On discute du programme. Et si on restait confinés ? Yes ! Excellente idée, j’avais peur de me promener en ville. Télétravail ? Pourquoi pas. Tu prends le travail et nous, on prend la télé avec Éva. Terrasse ? Salon ? On peut le jouer à pile ou face. Mille Bornes ou Uno ? C’est Éva qui choisit. Blanc ou rouge ? Un peu tôt, tu ne trouves pas ? Je prends le café et toi le thé.
Douche ou bain ? Tu n’as pas vraiment le choix. Faute de baignoire les filles remontent prendre leur douche. J’avale un café et remets une bouteille de blanc au frais. Au cas où.
La matinée continue selon le programme établi. Un peu de devoirs et des cahiers éparpillés. Un ordinateur, des mails, des fichiers Excel et des coups de fil.
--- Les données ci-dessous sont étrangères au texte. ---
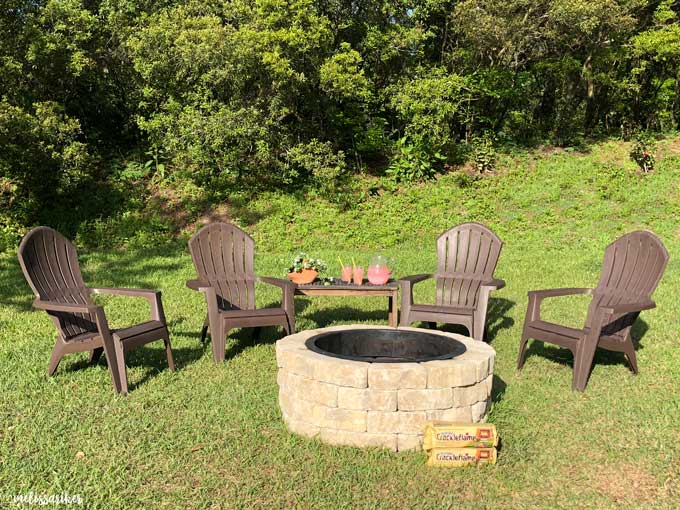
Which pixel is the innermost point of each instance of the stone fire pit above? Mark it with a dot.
(377, 386)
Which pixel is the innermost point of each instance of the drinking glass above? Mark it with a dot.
(346, 274)
(358, 275)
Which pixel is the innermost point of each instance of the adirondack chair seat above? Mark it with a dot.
(50, 264)
(223, 257)
(632, 268)
(466, 259)
(465, 310)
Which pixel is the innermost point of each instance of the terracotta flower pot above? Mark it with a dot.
(305, 276)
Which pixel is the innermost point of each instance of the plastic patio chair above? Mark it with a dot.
(50, 264)
(632, 268)
(466, 259)
(223, 256)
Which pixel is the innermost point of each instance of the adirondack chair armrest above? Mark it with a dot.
(152, 296)
(53, 306)
(624, 308)
(536, 297)
(286, 286)
(197, 284)
(494, 284)
(412, 280)
(278, 282)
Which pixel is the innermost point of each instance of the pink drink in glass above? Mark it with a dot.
(346, 274)
(358, 275)
(378, 275)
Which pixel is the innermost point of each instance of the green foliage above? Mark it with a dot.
(431, 105)
(413, 162)
(242, 95)
(41, 159)
(642, 152)
(483, 153)
(304, 261)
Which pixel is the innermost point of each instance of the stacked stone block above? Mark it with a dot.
(379, 404)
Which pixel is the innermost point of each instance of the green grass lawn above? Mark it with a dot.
(211, 436)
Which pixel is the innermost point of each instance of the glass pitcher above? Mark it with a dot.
(378, 270)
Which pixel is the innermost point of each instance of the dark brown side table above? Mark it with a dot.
(339, 288)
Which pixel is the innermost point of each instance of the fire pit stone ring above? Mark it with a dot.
(362, 385)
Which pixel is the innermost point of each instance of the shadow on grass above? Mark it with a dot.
(152, 359)
(328, 316)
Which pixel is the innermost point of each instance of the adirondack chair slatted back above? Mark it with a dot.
(466, 256)
(223, 256)
(50, 264)
(632, 268)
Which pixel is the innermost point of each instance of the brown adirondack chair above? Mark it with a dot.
(50, 264)
(466, 259)
(632, 268)
(223, 257)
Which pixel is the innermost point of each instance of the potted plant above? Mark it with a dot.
(305, 269)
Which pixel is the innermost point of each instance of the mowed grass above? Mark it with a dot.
(211, 436)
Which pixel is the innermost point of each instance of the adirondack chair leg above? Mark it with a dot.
(95, 354)
(289, 325)
(55, 358)
(521, 357)
(168, 351)
(478, 327)
(629, 351)
(219, 345)
(583, 362)
(204, 331)
(120, 361)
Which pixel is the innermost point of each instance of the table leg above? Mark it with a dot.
(392, 310)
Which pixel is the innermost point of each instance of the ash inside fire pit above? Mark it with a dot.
(385, 345)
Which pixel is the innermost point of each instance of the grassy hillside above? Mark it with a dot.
(211, 436)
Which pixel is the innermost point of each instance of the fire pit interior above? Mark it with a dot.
(377, 386)
(385, 345)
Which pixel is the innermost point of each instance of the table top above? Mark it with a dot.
(338, 284)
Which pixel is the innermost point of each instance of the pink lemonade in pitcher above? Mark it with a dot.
(346, 274)
(378, 272)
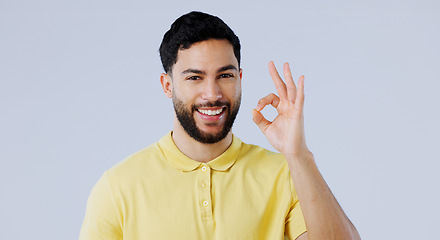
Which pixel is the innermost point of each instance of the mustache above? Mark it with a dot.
(217, 103)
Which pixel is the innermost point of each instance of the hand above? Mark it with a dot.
(286, 131)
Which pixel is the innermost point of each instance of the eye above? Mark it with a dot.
(226, 75)
(193, 78)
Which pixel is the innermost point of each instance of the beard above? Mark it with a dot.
(186, 119)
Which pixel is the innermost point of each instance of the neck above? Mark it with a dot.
(201, 152)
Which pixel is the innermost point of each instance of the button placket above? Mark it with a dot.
(205, 184)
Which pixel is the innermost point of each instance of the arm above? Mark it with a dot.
(323, 215)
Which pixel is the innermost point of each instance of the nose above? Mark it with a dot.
(211, 91)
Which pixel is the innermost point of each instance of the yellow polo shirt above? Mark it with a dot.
(160, 193)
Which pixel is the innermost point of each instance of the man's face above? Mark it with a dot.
(206, 89)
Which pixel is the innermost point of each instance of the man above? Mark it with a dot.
(200, 181)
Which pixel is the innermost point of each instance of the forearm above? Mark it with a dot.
(323, 215)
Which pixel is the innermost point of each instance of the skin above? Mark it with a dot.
(209, 85)
(323, 215)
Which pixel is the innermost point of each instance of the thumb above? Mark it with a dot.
(259, 119)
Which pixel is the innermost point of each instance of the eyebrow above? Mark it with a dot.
(222, 69)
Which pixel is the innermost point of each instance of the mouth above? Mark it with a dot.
(211, 111)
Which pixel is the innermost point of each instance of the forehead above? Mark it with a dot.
(207, 55)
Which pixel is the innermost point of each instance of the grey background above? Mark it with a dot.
(80, 91)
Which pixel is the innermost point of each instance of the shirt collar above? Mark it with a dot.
(182, 162)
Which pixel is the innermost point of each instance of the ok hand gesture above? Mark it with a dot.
(286, 131)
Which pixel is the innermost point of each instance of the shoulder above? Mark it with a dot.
(254, 157)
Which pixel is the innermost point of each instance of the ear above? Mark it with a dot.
(167, 84)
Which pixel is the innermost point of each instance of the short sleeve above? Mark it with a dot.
(295, 224)
(102, 220)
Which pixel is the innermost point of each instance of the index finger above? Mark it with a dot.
(279, 84)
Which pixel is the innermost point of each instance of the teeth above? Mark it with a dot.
(210, 112)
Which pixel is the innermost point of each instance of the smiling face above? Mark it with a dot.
(205, 85)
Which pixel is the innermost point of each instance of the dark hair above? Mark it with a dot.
(191, 28)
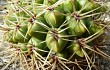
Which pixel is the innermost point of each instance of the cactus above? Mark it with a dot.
(53, 31)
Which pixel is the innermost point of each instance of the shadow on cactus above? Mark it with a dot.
(55, 34)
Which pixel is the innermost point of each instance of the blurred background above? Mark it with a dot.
(103, 64)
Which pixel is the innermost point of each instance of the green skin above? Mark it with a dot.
(56, 45)
(23, 47)
(53, 18)
(49, 2)
(9, 37)
(33, 27)
(76, 29)
(42, 46)
(18, 37)
(36, 27)
(67, 6)
(75, 47)
(63, 54)
(93, 27)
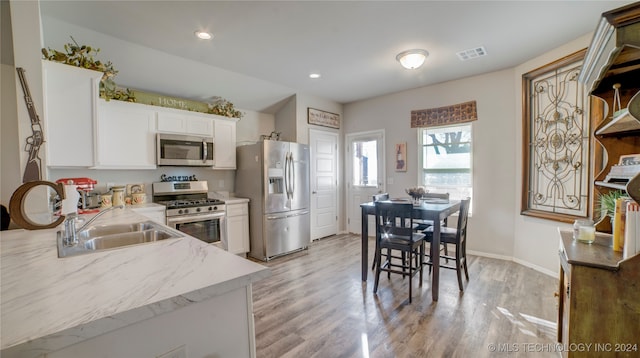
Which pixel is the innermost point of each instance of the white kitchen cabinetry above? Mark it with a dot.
(125, 136)
(224, 143)
(237, 228)
(183, 122)
(70, 96)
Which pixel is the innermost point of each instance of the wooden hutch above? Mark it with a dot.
(599, 294)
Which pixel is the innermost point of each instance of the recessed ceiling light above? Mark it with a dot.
(412, 59)
(203, 35)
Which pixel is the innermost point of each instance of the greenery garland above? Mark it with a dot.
(84, 57)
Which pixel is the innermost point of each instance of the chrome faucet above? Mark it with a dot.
(71, 234)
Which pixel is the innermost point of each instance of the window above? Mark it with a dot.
(445, 159)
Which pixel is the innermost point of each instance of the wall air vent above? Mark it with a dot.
(472, 53)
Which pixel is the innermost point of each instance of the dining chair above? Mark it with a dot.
(456, 236)
(378, 197)
(394, 231)
(424, 224)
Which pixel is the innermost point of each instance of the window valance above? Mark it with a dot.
(453, 114)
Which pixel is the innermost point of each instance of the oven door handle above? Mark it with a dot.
(191, 218)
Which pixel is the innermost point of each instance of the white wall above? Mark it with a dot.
(536, 241)
(252, 125)
(10, 175)
(491, 227)
(496, 228)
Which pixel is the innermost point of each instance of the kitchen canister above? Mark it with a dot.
(106, 200)
(138, 198)
(584, 231)
(118, 195)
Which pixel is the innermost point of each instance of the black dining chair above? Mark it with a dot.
(378, 197)
(457, 237)
(394, 231)
(424, 224)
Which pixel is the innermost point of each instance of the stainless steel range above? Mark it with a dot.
(189, 210)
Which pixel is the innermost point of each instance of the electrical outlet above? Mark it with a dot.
(179, 352)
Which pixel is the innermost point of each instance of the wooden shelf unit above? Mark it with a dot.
(599, 298)
(613, 57)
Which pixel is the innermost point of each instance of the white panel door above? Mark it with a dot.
(365, 170)
(324, 183)
(126, 136)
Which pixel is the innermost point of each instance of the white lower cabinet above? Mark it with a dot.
(222, 326)
(125, 136)
(238, 228)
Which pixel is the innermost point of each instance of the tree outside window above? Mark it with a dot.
(445, 160)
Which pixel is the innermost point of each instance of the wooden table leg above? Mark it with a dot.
(435, 260)
(365, 244)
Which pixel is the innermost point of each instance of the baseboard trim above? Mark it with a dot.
(518, 261)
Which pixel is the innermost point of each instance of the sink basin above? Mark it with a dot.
(103, 230)
(125, 239)
(106, 237)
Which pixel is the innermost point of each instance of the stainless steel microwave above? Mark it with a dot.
(184, 150)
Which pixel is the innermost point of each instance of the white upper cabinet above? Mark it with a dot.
(183, 122)
(70, 98)
(224, 143)
(126, 136)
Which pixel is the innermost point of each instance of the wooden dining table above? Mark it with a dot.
(426, 210)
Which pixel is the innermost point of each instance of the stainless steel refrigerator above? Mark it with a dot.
(274, 175)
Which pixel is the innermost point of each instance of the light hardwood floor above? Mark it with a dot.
(315, 305)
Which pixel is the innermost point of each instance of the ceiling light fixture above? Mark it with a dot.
(412, 59)
(203, 35)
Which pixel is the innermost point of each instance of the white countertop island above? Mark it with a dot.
(48, 303)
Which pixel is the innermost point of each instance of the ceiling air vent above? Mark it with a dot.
(472, 53)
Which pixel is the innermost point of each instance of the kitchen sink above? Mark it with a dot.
(106, 237)
(104, 230)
Robin descend vers dix heures, un peu moins bougon que les jours précédents. Il vide la moitié d’une boîte de céréales et s’aventure dans le salon quelques minutes. Il taquine sa sœur et remonte se laver, ou travailler, ou jouer, ou... Je ne sais pas vraiment. Dehors le temps est maussade. Nora travaille dans le salon et tousse encore. La fièvre a disparu. Elle en a encore pour quelques jours et elle redeviendra un éléphant indomptable.
Cet après-midi, Éva joue les exploratrices dans le jardin. Elle a trouvé un chemin de fourmis. Elles tracent une ligne, et les colonnes s’étirent pour se perdre dans les herbes hautes. Nous remontons le mystère de la colonie. Quelques trouées d’herbes les dévoilent ici ou là. On marque le terrain, accroupi. Par petits pas, Éva cherche de nouveaux signes de vie, patiemment. Elle se concentre et crie à chaque nouvelle rencontre. Je ne vois pas grand-chose, il me faut mes lunettes. À mon retour, Éva a fait un mètre de plus. La végétation leur donne un peu de répit. Si leur nid est ici, elles sont tranquilles pour l’éternité. Nous agrandissons notre champ de recherche dans un rayon de deux mètres.
- Ici ! Gabriel. Ici !
- Bien joué ma belle.
Cette fille est un véritable pangolin. Méfiez-vous ! Danger.
Nous remontons le fleuve à contre-courant, le vent de face. Un bâton à la main, Éva écarte les tiges vertes et traque nos bébêtes à six pattes. Elles ne sont pas effrayées par les deux géants et leurs pas qui font trembler le sol. Vexant. Nous le serions pour moins.
Et puis vient cet endroit où l’herbe en a assez de pousser. Maintenant, tout va vite. Elles sont à découvert sur la terre ocre et les cailloux de pacotilles. On peut les voir sans se baisser. Elles rejoignent la maison et suivent les murs en ordre de bataille, tournent à l’angle du garage, direction l’entrée de la maison. Elles ne s’y aventurent pas. Pas besoin, il y a suffisamment à manger dans le jardin. Le pin accoudé à la porte de la villa est leur maison. Éva lève les yeux. C’est ici qu’il faut quitter nos amies. Nous ne serons pas invités à boire le thé avec la Reine.
Pas rancunière, la petite pangolin dépose un morceau de jambon, et attend qu’une aventurière dévie de deux centimètres sa course effrénée et rameute ses collègues.
Nora est derrière nous dans l’embrasure de la porte. Les nuages ont laissé quelques rayons de soleil caresser son joli visage. Je me relève en frôlant ses jambes. Sa main me pousse gentiment dans le dos . Mon équilibre était trop précaire pour ne pas en profiter. Je descends la marche abruptement. La mère et la fille rigolent. Même pas mal !
Ça me donne au moins l’avantage de prendre suffisamment de recul pour admirer mon tableau. Les fourmis, le pangolin et l’éléphant appuyés au pin et recouverts de soleil.
Je sors le smartphone. Elles sourient. Magnifiques. Clic-clac.